One key element of the collaboration between Aurubis and TKF is a closing-the-loop project. “We try to establish closing-the-loop systems with as many of our customers as possible,” says Gröner. “Bringing these loops full circle needs to be the norm in the industry. Ultimately, everyone benefits.”
"We can rely on Aurubis 100 %. And we consider Aurubis an industry leader when it comes to sustainability."Daan Kuipers
Rising demand: red gold with a green conscience
“As an integrated copper producer, Aurubis has set the objective of producing even more copper from secondary materials, especially complex recycling raw materials,” says Gröner. “We already produce more than one out of three cathodes from recycling materials, and the trend is rising.” Gröner can imagine copper products made completely of recycled material creating a new market for sustainably produced metals and metal products at some point down the road. “Industry still has trouble paying a surcharge on a metal that’s traded as a commodity on the exchange. However, the trend towards a sustainable, transparent value chain, which is evident in some industries and driven by consumers, can’t be overlooked.” Kuipers also believes that demand for recycled copper could increase and that the market could ultimately honor this development. “Yes, this demand will grow for sure. Our customers’ mindset is also changing with regard to using primary materials. At TKF, we have set clear targets for the recycling of different materials, including copper.”
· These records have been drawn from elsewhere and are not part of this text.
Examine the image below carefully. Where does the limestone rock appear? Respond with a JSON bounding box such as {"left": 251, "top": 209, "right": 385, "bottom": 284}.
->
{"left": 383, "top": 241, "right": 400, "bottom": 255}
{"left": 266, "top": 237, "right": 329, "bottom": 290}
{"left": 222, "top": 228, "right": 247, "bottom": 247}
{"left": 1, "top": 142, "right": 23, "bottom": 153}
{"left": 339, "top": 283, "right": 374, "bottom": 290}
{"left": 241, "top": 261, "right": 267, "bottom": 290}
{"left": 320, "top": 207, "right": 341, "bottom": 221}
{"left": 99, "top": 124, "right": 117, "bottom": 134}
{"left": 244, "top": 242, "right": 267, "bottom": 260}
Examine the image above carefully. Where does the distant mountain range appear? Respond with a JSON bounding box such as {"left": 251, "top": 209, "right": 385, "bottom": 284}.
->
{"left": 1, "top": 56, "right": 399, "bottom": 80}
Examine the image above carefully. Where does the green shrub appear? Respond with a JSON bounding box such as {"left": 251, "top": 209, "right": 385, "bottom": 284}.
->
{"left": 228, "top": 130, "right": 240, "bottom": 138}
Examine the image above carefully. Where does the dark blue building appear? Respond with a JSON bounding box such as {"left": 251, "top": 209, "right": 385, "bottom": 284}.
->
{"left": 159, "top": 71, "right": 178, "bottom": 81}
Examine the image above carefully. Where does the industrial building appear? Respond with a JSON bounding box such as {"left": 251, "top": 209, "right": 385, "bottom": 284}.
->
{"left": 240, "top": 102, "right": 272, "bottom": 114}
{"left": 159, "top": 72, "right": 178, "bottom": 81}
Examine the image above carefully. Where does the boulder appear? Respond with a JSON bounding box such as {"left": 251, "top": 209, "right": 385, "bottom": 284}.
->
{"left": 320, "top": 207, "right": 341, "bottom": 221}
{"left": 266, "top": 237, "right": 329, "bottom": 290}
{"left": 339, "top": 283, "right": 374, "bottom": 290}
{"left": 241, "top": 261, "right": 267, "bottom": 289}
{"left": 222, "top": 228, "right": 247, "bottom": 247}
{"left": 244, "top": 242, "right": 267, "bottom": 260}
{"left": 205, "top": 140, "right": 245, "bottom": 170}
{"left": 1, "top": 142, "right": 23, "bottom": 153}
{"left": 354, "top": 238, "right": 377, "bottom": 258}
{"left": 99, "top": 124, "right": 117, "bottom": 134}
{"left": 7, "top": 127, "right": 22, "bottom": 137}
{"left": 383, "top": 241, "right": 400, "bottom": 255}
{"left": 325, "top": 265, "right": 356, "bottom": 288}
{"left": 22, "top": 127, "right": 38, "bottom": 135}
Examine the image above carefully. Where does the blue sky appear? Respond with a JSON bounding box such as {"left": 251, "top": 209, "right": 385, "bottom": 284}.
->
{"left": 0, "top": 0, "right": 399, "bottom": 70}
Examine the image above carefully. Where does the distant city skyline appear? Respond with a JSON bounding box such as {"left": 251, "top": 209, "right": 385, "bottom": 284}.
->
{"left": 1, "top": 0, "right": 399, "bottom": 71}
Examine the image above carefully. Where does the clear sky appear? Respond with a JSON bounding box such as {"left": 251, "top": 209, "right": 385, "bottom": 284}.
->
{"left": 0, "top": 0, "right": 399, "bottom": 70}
TKF processes the copper it sources from Aurubis into medium- and high- voltage cables, for example. The company provides connectivity solutions and an extensive portfolio of cables, systems, and services.
Coming full circle: using copper to reduce CO2
The market’s influence on the responsible use of resources is also apparent in megatrends such as electromobility and renewable energies. In this context, Aurubis contributes to reducing future CO2emissions not only by producing metals with recycling materials, but also with its finished products. For instance, copper plays a key role when it comes to renewable energies and thus the energy shift as a whole. “According to the Deutsches Kupferinstitut, energy systems for renewable energies require up to twelve times more copper than conventional energy systems,” says Kück, “because copper typically improves energy efficiency.” As an example, a ton of copper used in rotating machinery – such as an electric engine or a wind turbine – saves up to 7,500 t of CO2eemissions during its life cycle. That’s a pretty interesting figure, too.
The interior of a wind turbine, which requires about 5,000 kg of copper.
1 According to the Copper Alliance/ International Copper Association.